I think the biggest challenge is threefold, and that’s where treatment is needed.

First: aspiration. Girls lack aspiration because we never help them build it. Their parents and gatekeepers don’t have any aspirations for them either. “Yeh kya karegi? Collector thodi na banna hai? Roti hi toh banani hai! (What will she do? She’s hardly going to become a collector! She just needs to know how to make rotis!).” That kind of thing.


Second: confidence. Without aspiration, you don’t have confidence. Sometimes, the girl has it, but the parents don’t.

Third: support. We need to make sure that girls get the support they need. Sometimes the girl has both aspiration and confidence, but the family is not supportive and she can’t go ahead.

So, that’s the treatment, not just for the girl but also for her gatekeepers, her family, and all of us as a community. We don’t talk about this enough.

What do the girls themselves say about their experience of being back in school after dropping out?

I’ve had girls coming back after 8–10 years of sitting at home, thinking that’s all life has to offer. And then it strikes them: “I can apply for a job, I can apply for a bank loan!” (You need a Class10 certificate to get one.) Things that were blocked open up.

I asked one of the girls: tell me one thing that changed for you. She told me about the time her brother wanted to buy a house. When asked who would look at the contract — as he works faraway in Pune — he replied, “Woh hai na ghar pe? (She’s at home, she will!)” That confidence, that respect came because she’s educated.

Educate Girls launched the world’s first Development Impact Bond (DIB) in education. How do you get funding and what are the outcomes that govern it?

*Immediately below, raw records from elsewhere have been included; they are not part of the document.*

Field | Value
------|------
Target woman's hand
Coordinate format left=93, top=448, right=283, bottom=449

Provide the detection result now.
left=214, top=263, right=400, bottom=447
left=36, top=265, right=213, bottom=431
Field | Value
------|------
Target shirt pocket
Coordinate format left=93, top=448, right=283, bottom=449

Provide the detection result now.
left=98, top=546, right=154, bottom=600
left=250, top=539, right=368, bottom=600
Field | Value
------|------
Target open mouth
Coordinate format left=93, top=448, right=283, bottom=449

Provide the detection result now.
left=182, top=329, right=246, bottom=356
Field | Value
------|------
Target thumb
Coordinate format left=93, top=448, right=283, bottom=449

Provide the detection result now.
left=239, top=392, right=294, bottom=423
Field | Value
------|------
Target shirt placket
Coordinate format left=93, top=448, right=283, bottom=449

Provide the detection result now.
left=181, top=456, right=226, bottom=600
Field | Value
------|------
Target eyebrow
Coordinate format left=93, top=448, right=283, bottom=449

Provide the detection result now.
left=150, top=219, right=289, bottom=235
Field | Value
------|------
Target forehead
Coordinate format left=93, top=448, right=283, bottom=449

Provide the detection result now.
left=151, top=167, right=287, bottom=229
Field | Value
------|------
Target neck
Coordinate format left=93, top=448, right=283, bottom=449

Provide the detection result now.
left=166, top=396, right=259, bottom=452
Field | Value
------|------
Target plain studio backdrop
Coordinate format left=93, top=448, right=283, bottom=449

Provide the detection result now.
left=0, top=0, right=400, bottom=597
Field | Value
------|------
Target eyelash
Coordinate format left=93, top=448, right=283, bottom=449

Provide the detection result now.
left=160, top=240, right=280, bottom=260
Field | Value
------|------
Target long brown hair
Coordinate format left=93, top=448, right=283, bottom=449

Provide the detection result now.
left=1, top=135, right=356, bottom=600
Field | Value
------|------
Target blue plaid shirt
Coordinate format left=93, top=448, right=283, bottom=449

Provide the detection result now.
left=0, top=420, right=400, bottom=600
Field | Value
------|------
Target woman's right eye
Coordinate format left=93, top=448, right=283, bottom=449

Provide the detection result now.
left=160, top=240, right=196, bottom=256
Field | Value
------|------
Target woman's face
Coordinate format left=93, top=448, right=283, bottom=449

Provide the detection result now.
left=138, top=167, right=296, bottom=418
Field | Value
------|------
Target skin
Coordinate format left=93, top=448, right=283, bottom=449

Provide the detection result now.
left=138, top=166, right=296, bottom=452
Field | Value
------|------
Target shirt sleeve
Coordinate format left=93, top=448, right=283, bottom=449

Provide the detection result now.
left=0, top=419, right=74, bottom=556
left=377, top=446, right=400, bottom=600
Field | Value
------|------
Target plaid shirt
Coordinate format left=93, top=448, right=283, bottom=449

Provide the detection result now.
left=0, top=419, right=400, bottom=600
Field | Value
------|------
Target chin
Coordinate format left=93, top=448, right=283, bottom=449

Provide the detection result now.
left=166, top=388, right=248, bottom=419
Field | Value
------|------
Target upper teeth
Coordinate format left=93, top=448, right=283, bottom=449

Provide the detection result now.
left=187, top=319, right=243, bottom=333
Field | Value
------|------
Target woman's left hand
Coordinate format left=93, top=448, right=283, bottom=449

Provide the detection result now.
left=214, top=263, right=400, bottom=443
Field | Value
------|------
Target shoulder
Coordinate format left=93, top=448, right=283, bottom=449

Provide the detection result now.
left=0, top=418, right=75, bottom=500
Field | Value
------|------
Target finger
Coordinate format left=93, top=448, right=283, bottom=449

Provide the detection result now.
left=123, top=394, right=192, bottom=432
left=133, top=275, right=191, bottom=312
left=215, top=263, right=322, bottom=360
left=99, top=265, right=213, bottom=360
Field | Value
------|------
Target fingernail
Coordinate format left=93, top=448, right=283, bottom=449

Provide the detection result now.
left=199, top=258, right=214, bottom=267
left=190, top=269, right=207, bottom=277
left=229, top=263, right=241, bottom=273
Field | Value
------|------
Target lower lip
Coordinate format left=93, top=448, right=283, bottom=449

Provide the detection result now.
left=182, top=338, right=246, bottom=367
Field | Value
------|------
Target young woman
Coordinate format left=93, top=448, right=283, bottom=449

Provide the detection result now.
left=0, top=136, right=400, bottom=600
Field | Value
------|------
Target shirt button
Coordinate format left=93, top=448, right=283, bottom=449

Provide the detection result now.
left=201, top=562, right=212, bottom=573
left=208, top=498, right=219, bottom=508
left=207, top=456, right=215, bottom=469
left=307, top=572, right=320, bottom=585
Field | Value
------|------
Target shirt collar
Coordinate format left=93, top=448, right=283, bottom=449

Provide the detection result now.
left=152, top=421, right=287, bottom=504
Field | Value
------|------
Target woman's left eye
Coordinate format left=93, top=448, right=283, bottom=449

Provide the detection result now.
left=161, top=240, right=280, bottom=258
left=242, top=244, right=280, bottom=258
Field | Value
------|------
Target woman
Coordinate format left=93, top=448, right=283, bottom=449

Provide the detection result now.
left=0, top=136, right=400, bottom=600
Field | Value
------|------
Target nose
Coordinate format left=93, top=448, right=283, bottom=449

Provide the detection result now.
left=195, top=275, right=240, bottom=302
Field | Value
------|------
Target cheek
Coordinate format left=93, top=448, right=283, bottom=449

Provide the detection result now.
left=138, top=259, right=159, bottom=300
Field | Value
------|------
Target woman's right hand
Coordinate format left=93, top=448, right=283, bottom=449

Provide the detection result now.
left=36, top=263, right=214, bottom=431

People said, you can’t do it in India. You guys are data poor. Even if it’s evaluated, who will believe your results? It took me three years to even be able to pilot a ‘payment by results’ transaction.

It was run in a rural area in Rajasthan. It had a gold standard evaluation that showed over 92 per cent of the girls were brought back into school and stayed on. Learning outcomes were equal to an additional year of schooling. That blew them away!

We made the transaction open source so that everybody could follow it. And now there are 220+ bonds in the world that are following in our footsteps, deploying almost a billion dollars-worth of social impact capital.

And while anecdotes are great, you need hard numbers. So now we measure enrollment, retention, learning outcomes for all of our children. And that is what we hold ourselves accountable to.

What kind of impact will the award have on your work in terms of scalability? Also, what’s next?

Just to put things in perspective, in the last 18 years, we have been able to mobilise over 2 million girls to come back to the classrooms where they belong. We’ve also improved learning outcomes for 2.4 million children.

Over the next 10 years, we want to be able to reach 10 million learners. It’s a 10x10 strategy. We don’t just want scale, we also want depth and quality. I'll give you an example. This year, the topper in the state open school exams in Rajasthan is a Pragati girl, which is our second chance programme. The topper in Madhya Pradesh is also a Pragati girl. So, we want the 10 million, and we also want all the toppers! We’re setting ourselves some very, very ambitious goals.